Improve Your Plant-Based Cooking with Umami Rich Ingredients

Umami is the reason why many of our favorite ingredients taste so darn good. It’s one of the five tastes (the others being sweet, salty, sour, and bitter) and is responsible for giving foods a decadent, savory flavor. Meat and aged cheeses are common sources of umami, so fortifying your plant-based dishes with umami flavors will make them more satisfying to all types of eaters.

To gauge an ingredient’s level of umami flavor involves measuring its glutamate content; and while plenty of vegetables and fermented foods have some glutamate, there are a few special plant-based ingredients that are loaded with the stuff. Some are common; some are more exotic, but all of these ingredients are relatively easy to find at your local supermarket.

This Monday, pick up some of the ingredients listed below and start experimenting. You’ll be shocked to see how far a dash of soy sauce or some nutritional yeast can completely transform any recipe.


Green Tea

Didn’t expect to see this one on the list, did you? Along with its myriad of health benefits, which include reducing the risk of developing type 2 diabetes, lowering LDL cholesterol, and supporting weight management, green tea (or matcha) is also high in glutamate. Slightly bitter and sneakily sweet, green tea is a welcome addition to rice, cookies, ice cream, and pasta, like this recipe for green tea pesto pasta.


Kimchi

Kimchi is spicy, fermented cabbage, and it is an essential part of the Korean dinner table. The tangy, often fiery condiment has become popular in the United States because of its taste and high quantity of probiotics. You can find kimchi in most grocery stores (check the refrigerated section and look for the vegan/fish-sauce-free brands) or make your own vegan kimchi from Minimalist Baker.). It’s an incredibly versatile ingredient: Use it in fried rice, dips, or these fun and funky matzo kimchi pancakes from Alex Lau at Bon Appetit.


Marmite

It’s controversial; it’s mysterious; it’s polarizing; it’s made from yeast extract — it’s marmite! This odd ingredient is one of the richest sources of glutamate around, making it an umami powerhouse, but it’s taste, which can be described as “yeasty”, “soy sauce-y”, and “salty”, is not for everyone. However, if you are willing to give your palate a bit of an adventure, try using marmite in this recipe for marmite cashew cheese from Nest & Glow.


Miso

Umami royalty. Using a glob of miso paste is the easiest way to infuse anything — dips, stews, marinades, sauces — with the rich and complex flavor of umami. Miso paste is made by salting and fermenting soybeans, but the taste is pretty mellow, especially the lighter-colored varieties. Check out this recipe for creamy miso risotto from Purple Carrot, and enjoy the versatility of this very special ingredient.


Mushrooms

Mushrooms, particularly the dried shiitakes, are known for their dense concentration of glutamate and umami flavor. Mushrooms possess an unctuous, meaty texture, making them the ideal ingredient to serve as the centerpiece of your dinner plate. Sure, you can rehydrate the dried ones and add them to soups, but we think you should get a little more creative and try adding them to these eggplant and shiitake “meatballs.”


Nutritional Yeast

Here at Meatless Monday we really dig nutritional yeast. If you’re trying to stick with only plant-based ingredients, the umami flavor of nutritional yeast is a great alternative to aged cheeses like Parmesan.
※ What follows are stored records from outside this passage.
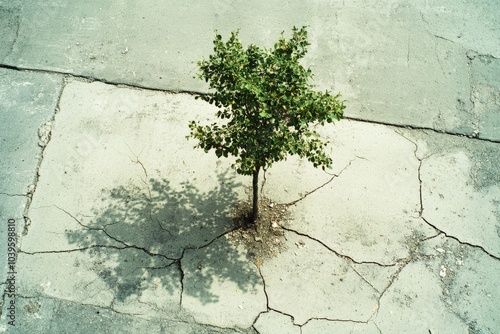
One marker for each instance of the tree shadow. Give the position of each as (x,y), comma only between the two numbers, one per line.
(137,239)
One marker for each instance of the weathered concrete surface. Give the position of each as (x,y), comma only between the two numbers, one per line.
(135,220)
(438,292)
(127,222)
(309,281)
(461,187)
(401,62)
(69,317)
(275,322)
(369,228)
(222,286)
(27,102)
(486,94)
(120,239)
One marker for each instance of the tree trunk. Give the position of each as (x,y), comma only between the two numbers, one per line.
(255,211)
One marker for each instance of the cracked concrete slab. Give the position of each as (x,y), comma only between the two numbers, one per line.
(392,68)
(465,206)
(471,24)
(316,326)
(126,222)
(391,59)
(273,322)
(369,159)
(11,207)
(309,281)
(485,72)
(122,241)
(27,102)
(431,293)
(94,319)
(222,286)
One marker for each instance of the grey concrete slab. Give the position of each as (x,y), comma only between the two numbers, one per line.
(122,241)
(275,322)
(395,61)
(12,225)
(391,69)
(471,24)
(485,72)
(308,281)
(222,286)
(136,219)
(325,326)
(431,293)
(461,187)
(27,102)
(373,203)
(40,315)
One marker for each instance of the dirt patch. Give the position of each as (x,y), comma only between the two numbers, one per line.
(264,238)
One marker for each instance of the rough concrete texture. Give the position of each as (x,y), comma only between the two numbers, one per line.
(401,62)
(122,225)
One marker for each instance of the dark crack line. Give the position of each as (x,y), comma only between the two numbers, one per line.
(345,257)
(267,299)
(115,239)
(460,241)
(364,279)
(334,176)
(470,58)
(16,37)
(181,271)
(421,213)
(102,80)
(337,320)
(14,195)
(73,250)
(415,127)
(31,192)
(394,277)
(199,93)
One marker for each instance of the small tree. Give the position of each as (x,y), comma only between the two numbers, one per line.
(268,105)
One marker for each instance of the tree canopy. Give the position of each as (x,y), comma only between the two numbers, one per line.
(268,104)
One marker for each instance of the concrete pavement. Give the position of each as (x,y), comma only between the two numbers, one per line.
(121,225)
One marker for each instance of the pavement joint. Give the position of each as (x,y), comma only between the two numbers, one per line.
(196,93)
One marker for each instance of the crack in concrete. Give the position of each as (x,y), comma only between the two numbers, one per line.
(416,127)
(324,184)
(421,210)
(181,271)
(267,300)
(460,241)
(198,93)
(32,188)
(102,80)
(16,37)
(14,195)
(343,256)
(103,230)
(471,55)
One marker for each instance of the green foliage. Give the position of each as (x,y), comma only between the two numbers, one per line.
(267,102)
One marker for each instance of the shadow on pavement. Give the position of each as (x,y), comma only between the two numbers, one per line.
(138,238)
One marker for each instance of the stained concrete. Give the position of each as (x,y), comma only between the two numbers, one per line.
(122,225)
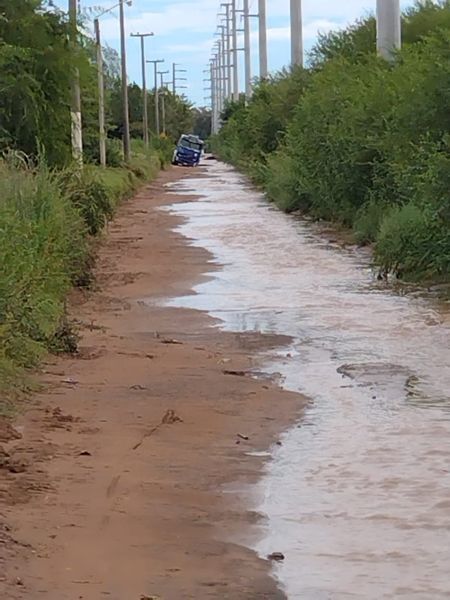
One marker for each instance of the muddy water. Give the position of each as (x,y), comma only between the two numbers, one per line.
(358,495)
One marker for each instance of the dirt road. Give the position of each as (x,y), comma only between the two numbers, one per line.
(121,480)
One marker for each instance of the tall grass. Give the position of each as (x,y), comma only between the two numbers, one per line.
(47,220)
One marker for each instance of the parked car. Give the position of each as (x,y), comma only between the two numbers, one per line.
(188,151)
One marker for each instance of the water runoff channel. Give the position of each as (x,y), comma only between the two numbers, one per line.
(358,495)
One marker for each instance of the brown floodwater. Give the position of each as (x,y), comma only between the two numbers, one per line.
(358,495)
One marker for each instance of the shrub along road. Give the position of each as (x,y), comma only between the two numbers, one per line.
(115,487)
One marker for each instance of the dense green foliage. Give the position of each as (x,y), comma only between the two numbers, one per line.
(359,141)
(37,65)
(45,221)
(50,209)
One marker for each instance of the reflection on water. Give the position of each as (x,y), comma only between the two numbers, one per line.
(358,496)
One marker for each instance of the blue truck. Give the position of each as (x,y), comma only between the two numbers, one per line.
(188,151)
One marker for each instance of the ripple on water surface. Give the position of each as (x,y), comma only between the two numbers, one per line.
(358,496)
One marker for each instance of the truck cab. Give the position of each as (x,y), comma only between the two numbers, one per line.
(188,151)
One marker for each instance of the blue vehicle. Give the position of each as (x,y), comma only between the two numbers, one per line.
(188,151)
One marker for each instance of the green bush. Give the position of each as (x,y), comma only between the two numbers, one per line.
(360,141)
(46,219)
(43,243)
(88,194)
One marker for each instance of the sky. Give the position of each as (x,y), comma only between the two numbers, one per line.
(184,33)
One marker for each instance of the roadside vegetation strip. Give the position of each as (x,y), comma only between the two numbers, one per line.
(48,220)
(361,142)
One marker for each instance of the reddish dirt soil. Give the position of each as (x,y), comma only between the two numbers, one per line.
(115,483)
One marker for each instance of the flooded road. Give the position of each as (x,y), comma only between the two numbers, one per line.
(358,496)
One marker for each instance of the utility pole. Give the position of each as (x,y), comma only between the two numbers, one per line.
(247,51)
(126,116)
(389,32)
(155,64)
(163,99)
(175,78)
(227,16)
(263,63)
(223,46)
(296,33)
(101,95)
(75,110)
(142,36)
(235,51)
(213,97)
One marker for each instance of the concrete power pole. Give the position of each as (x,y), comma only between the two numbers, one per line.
(263,63)
(163,99)
(389,36)
(176,78)
(213,97)
(235,51)
(228,49)
(101,95)
(75,110)
(247,51)
(126,114)
(296,33)
(142,36)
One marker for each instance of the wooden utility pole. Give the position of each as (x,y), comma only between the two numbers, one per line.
(163,100)
(101,95)
(75,109)
(142,36)
(155,64)
(126,115)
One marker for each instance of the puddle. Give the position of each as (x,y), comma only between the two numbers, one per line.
(357,497)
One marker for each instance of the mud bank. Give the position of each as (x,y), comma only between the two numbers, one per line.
(124,464)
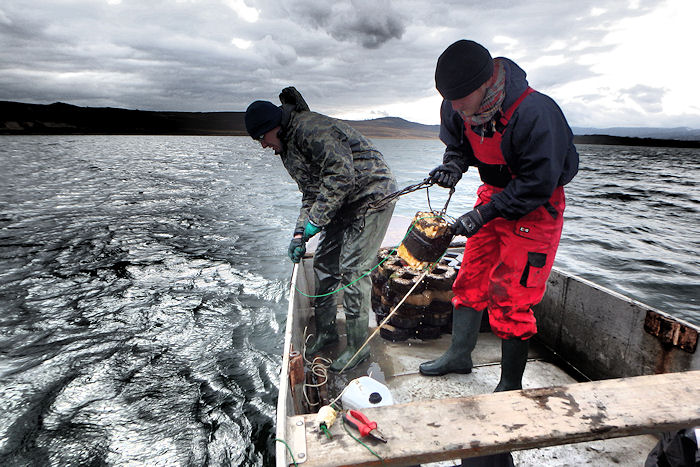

It’s also good for you. Try it in this mouth-watering mushroom tofu scramble or this completely plant-based spicy jalapeno cashew cheese dip.


Seaweed

Although it comes in many different varieties — dry or fresh, red or green, Irish moss or kombu — seaweed is an important plant-based source of umami. You can use dry seaweed to make ocean-scented stocks or as a wrapper for tacos (and sushi), while fresh seaweed can be sautéed, fried, or added to salads. But nothing shows off the flavor of seaweed better than a light and elegant soup, like this simple detox soup with nori from Only Gluten-Free Recipes.


Tomatoes

Canned, dried, or turned into paste, the tomato is responsible for much cooking magic. Tomatoes, especially tomato paste, are a simple and inexpensive source of umami, and they can add depth and richness to soups, stews, sauces, curries, and beans. Tomato paste is one ingredient you should always have in your pantry, because you never know when you’ll get the urge to whip up a vegetarian gumbo or a platter of quinoa chili fries.


Umami Seasoning

If you want to infuse a dish with pure umami flavor but don’t want to fuss with additional ingredients, try using a prepackaged umami seasoning. These seasonings are sold as a liquid or a powder, making them easy to incorporate into soups, sauces, pastas, vegetables, etc. For a pourable version, try Yondu Vegetable Umami and delicious recipes from the free Meatless Monday Umami Online Cookbook and, for a powdered variety, experiment with Trader Joe’s Umami Seasoning Blend.